Anyone have a reason why the market should go down?

Discussion in 'Economics' started by will848, Jul 1, 2011.

  1. will848


    From what I see, the indexes are insanely low. They should be atleast 30% higher than they are from all the easy money policies.

    Nothing else matters as long as the government gives money away. UE numbers, CCI, debt, etc. all get lost in the wash. Why has the market not been inflated to the 2007 highs yet?
  2. Bob111


  3. m22au


    Yes, interest rates are low and money is easy. But not as easy as it was between November 2010 and June 2011. QE2 has ended.

    Equities declined by a lot between late April 2010 and late August 2010 when QE was not present.
  4. How about you tell us?
  5. If the debt ceiling isn't raised by August 2nd, the market - and economy - will crash far worse than '08....
  6. Locutus


    puhlease. Many posters here are so clueless it's barely funny.

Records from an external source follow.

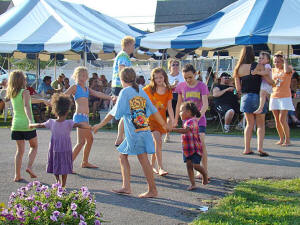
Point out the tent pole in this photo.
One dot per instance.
(55, 66)
(218, 64)
(37, 70)
(8, 63)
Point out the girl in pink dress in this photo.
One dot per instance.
(60, 147)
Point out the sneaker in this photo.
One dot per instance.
(167, 139)
(239, 127)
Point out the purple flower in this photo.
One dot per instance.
(81, 217)
(54, 186)
(53, 218)
(47, 194)
(35, 209)
(30, 198)
(97, 214)
(97, 222)
(84, 189)
(58, 205)
(75, 214)
(45, 206)
(36, 183)
(20, 213)
(56, 213)
(73, 206)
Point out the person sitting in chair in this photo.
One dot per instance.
(225, 101)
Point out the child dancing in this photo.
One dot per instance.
(20, 131)
(160, 94)
(81, 96)
(60, 147)
(134, 106)
(191, 143)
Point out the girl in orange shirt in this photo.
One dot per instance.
(160, 94)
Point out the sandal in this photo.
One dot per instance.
(263, 154)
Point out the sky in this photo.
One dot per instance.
(138, 13)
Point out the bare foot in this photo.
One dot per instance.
(155, 171)
(18, 179)
(32, 175)
(88, 165)
(258, 111)
(148, 194)
(204, 179)
(286, 144)
(192, 187)
(122, 191)
(162, 172)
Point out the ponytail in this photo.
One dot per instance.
(192, 108)
(128, 76)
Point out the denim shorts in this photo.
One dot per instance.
(80, 117)
(250, 103)
(202, 129)
(195, 158)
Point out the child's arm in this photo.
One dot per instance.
(82, 125)
(204, 106)
(161, 121)
(286, 67)
(105, 121)
(36, 125)
(179, 101)
(181, 130)
(71, 90)
(170, 111)
(27, 109)
(99, 94)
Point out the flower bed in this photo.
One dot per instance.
(40, 204)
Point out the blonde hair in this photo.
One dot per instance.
(171, 61)
(126, 41)
(16, 82)
(128, 75)
(152, 84)
(246, 57)
(79, 71)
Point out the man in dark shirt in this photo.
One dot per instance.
(225, 101)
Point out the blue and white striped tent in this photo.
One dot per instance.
(245, 22)
(56, 26)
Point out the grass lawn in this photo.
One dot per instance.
(257, 202)
(212, 128)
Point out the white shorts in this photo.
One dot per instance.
(281, 104)
(266, 87)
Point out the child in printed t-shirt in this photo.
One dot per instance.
(265, 87)
(134, 106)
(196, 92)
(60, 148)
(191, 143)
(160, 94)
(81, 95)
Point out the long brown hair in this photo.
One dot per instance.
(153, 85)
(128, 75)
(246, 57)
(16, 82)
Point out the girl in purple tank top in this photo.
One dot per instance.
(60, 147)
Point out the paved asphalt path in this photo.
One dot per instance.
(174, 205)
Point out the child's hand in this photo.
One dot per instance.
(95, 129)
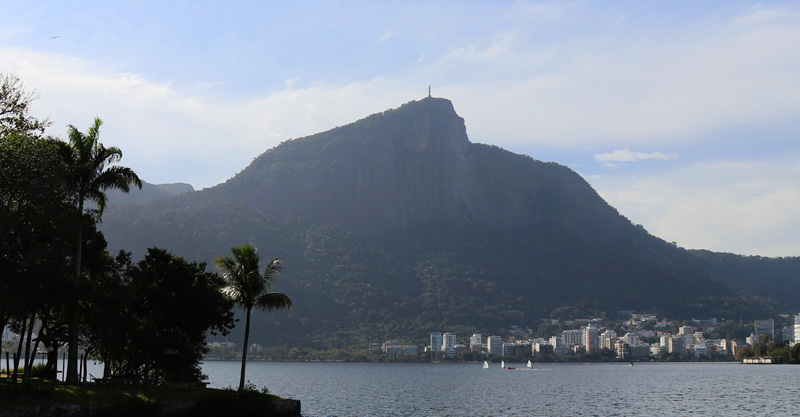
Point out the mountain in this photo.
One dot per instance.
(397, 225)
(148, 193)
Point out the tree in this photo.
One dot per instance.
(35, 214)
(15, 105)
(761, 343)
(149, 320)
(91, 174)
(247, 288)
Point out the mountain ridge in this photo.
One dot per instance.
(398, 223)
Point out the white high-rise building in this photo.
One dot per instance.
(558, 346)
(449, 344)
(572, 337)
(764, 326)
(475, 343)
(495, 345)
(436, 342)
(591, 339)
(607, 339)
(449, 341)
(797, 328)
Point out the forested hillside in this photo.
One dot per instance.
(397, 225)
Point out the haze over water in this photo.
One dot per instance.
(645, 389)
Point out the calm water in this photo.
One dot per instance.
(667, 389)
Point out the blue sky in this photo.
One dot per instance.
(682, 115)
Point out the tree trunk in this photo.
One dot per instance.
(72, 354)
(244, 349)
(30, 355)
(19, 347)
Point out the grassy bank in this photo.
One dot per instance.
(39, 397)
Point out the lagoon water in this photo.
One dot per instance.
(443, 389)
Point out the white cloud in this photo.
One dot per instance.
(386, 35)
(621, 156)
(744, 207)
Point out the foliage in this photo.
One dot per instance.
(91, 171)
(527, 238)
(15, 107)
(149, 320)
(246, 287)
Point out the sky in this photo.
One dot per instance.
(683, 115)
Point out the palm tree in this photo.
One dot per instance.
(247, 288)
(91, 174)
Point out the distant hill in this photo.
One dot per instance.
(148, 193)
(398, 225)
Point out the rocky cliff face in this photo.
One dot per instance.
(413, 165)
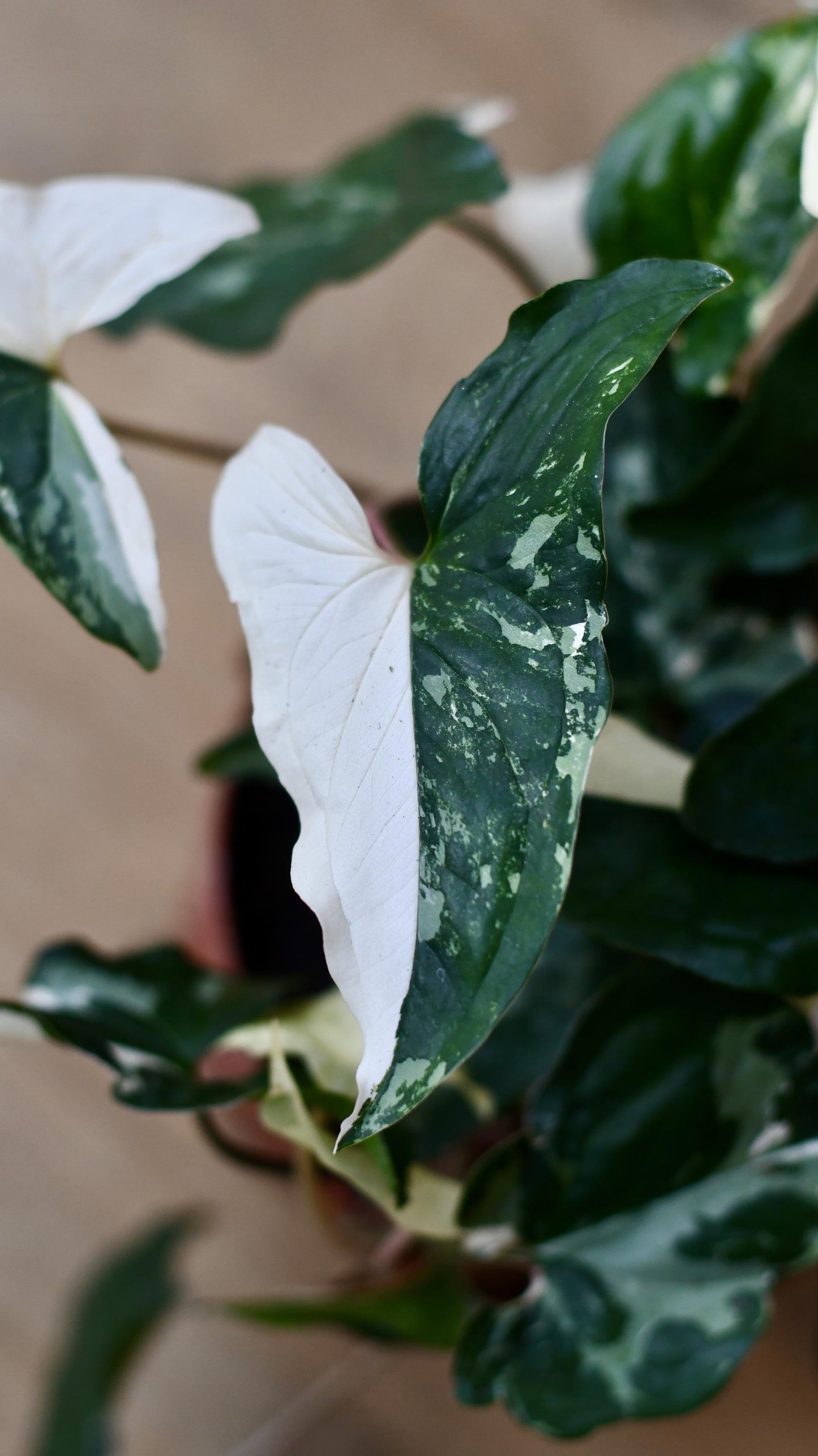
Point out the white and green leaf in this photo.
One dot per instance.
(646, 1314)
(72, 255)
(434, 724)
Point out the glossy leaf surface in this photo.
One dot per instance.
(755, 788)
(644, 883)
(526, 1043)
(646, 1314)
(711, 168)
(113, 1317)
(322, 229)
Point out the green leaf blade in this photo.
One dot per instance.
(510, 685)
(646, 1314)
(424, 1308)
(70, 517)
(755, 790)
(322, 229)
(711, 168)
(117, 1311)
(643, 883)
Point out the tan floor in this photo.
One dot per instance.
(101, 816)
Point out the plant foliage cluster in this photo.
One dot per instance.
(602, 1196)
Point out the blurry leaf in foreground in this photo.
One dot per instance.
(114, 1314)
(646, 1314)
(755, 503)
(241, 756)
(151, 1017)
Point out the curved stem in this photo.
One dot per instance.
(506, 254)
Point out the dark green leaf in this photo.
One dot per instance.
(526, 1043)
(641, 881)
(664, 1081)
(426, 1308)
(322, 229)
(646, 1314)
(156, 1001)
(679, 656)
(508, 676)
(55, 515)
(709, 168)
(756, 502)
(169, 1090)
(114, 1314)
(151, 1017)
(238, 757)
(755, 790)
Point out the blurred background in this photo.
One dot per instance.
(102, 821)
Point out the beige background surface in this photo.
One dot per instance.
(101, 819)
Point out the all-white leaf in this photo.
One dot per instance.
(542, 219)
(327, 619)
(80, 251)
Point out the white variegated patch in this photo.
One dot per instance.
(327, 618)
(542, 219)
(810, 164)
(80, 251)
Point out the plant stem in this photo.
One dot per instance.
(491, 242)
(207, 452)
(213, 452)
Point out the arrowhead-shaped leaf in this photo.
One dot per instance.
(324, 229)
(711, 168)
(663, 1081)
(238, 757)
(646, 1314)
(115, 1312)
(434, 724)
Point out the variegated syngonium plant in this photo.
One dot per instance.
(434, 722)
(75, 254)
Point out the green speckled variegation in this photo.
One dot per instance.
(76, 522)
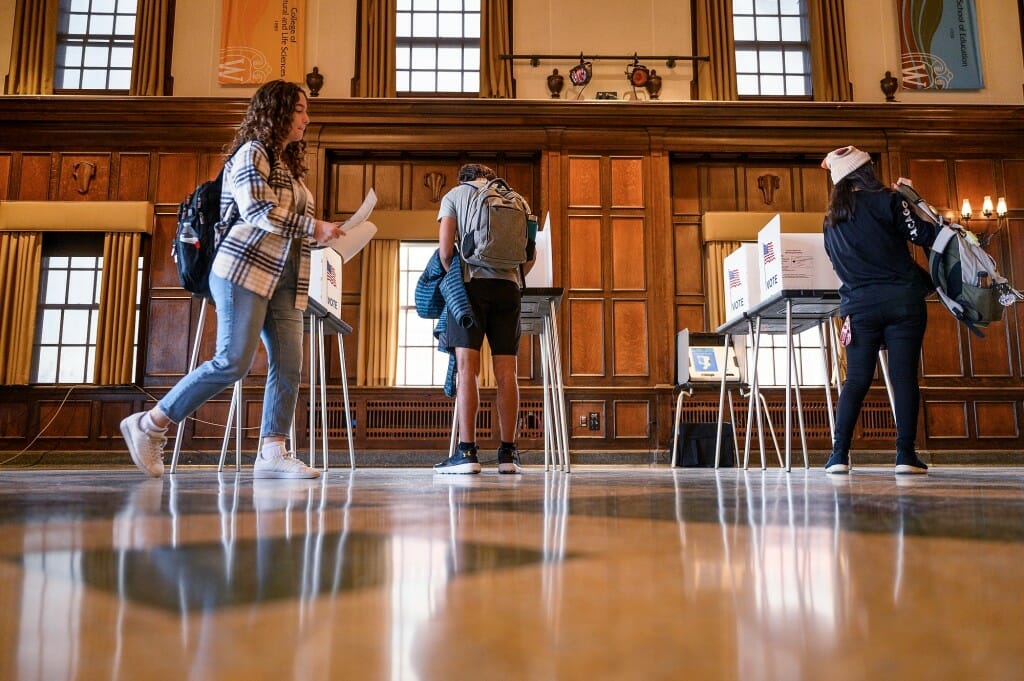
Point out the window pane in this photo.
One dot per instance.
(125, 26)
(743, 28)
(772, 85)
(50, 327)
(47, 370)
(120, 80)
(80, 291)
(767, 29)
(747, 61)
(747, 84)
(72, 365)
(96, 56)
(403, 26)
(101, 25)
(121, 56)
(472, 26)
(793, 29)
(450, 26)
(771, 61)
(76, 327)
(424, 57)
(422, 82)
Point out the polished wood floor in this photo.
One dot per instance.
(607, 572)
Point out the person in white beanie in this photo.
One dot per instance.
(882, 297)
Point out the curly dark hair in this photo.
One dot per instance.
(268, 119)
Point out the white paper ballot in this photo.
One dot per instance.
(358, 230)
(542, 275)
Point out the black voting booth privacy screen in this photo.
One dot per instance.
(695, 447)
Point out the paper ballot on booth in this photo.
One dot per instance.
(325, 280)
(541, 277)
(358, 229)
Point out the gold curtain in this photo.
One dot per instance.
(148, 61)
(377, 358)
(375, 71)
(496, 39)
(20, 259)
(829, 66)
(116, 326)
(716, 79)
(33, 48)
(715, 253)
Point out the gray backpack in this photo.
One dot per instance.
(964, 274)
(495, 231)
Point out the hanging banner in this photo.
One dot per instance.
(939, 45)
(261, 40)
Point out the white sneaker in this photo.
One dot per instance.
(146, 449)
(275, 462)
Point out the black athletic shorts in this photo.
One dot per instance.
(496, 308)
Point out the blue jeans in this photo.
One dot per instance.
(901, 328)
(244, 318)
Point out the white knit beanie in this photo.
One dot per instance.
(844, 161)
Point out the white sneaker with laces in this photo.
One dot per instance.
(274, 461)
(146, 449)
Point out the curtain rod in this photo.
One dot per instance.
(670, 60)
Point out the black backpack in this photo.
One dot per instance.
(200, 232)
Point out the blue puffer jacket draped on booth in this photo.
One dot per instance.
(438, 292)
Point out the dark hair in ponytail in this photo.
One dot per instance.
(841, 203)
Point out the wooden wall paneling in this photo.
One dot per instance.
(942, 352)
(931, 179)
(580, 412)
(975, 179)
(627, 182)
(84, 177)
(690, 316)
(629, 262)
(996, 419)
(585, 181)
(586, 337)
(170, 337)
(586, 253)
(945, 419)
(685, 188)
(689, 259)
(75, 421)
(177, 175)
(720, 189)
(35, 177)
(814, 189)
(989, 356)
(5, 164)
(163, 272)
(133, 177)
(346, 190)
(386, 181)
(769, 188)
(632, 419)
(629, 338)
(14, 421)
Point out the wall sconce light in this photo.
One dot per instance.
(987, 210)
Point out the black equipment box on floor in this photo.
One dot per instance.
(695, 447)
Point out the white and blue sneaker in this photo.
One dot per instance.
(460, 462)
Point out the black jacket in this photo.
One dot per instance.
(870, 255)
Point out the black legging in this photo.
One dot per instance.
(901, 329)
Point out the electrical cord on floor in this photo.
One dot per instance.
(71, 389)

    Please answer the following questions:
    a) How many times in the past have they failed to raise the debt ceiling
    b) How many times when they failed to raise it, has the market or economy experienced *any* downside and how many times has it crashed?
    c) Is it different this time? (i.e. are you a moron?)
  7. You have no idea what you're talking about.

    But hey, if they don't raise it by Aug 2, be that big swinging dick and go long the market. In fact, why not buy now and hold all through July? If they don't get a resolution soon, I'm sure the markets will be as placid as silk. And yes, it IS different this time. Enjoy, dumbass... :D
  8. Locutus


    I personally would've written an august expiration SPY put to you a few days ago. Now the IV is a bit low unfortunately.

    Anyway, same old same old. Stupid people thinking they're genius because this time it's different.

    I've really heard no arguments on why there would be any impact at all except some lame shit like "well the rating agencies said this" or "but I'm really scared :( ". Nobody cares about the rating agencies or you, so whatever.

    Stuff it tough guy, I've bought a few weeks ago and am holding it. Don't know if I will hold it all the way through July. Depends on if I see enough supply coming into the market that could break this massive pounding-up-your-ass uptrend. The decision to hold will certainly have nothing to do with some lamo debt ceiling and the decision to buy had nothing to do wtih Greece either.
  9. Pretty hard to match that kind of incisive analysis and keen grasp of the facts. I don't think I've heard such a convincing argument to get long before... everyone else is "stupid" and the debt ceiling debate is "lame". No, sorry. "Lamo". You ought to be working for the Treasury or NYFED. We NEED geniuses like you to cut through all this partisan brinksmenship and deliver the straight-up goods to Americans: there is no problem with the economy, deficit, or debt. Everything is aokay. Buy stocks!! Or, perhaps in your case, sell spy puts!!! :D

    Tell me something, Forest, you write options for a living? I'll tell you this much, if they don't raise it by Aug 2nd, and screw around for a few weeks thereafter, the market will absolutely hemorrhage, and so with it, your tiddly-winks account when those spy puts get exercised. The market could easily break well before that. DC will probably throw in the towel quick, but there's a good chance you'll get raped.

    Since we're asking questions, why don't you explain to everyone reading why capping the debt will have no impact on the economy, and therefore, the market? Remember: past results are no indicator of future performance...
  10. Locutus


    This is where you go wrong.

    It depends on the sample size whether it is an indicator or not. If past results from event A are consistent over a high number of individual situations spread across time and under very different unique circumstances, you can bet pretty safely that the outcome of that event is going to be the same every time it happens.

    I'm not saying the odds are 100% the market is going to continue to ignore the debt ceiling BS, but definitely not in your favour.

    I have the research somewhere, I'm not going to look it up again. The bottom line is, the debt ceiling has never in the past been a huge problem for any market. If the government has to shut down for a week or even a month, it's still not a huge problem. In fact, that would be a good thing because that would really do its job at getting spending under control.

    Edit: I don't normally trade any US markets including the SPY so no I don't have any position. I was just saying, I would make an exception for you.

    I'm currently holding positions in some European indices and financials. Buying SocGen (which I posted various times about) was a really bad call while pikers like you were still worrying your little socks off about Greece and the crashing economy.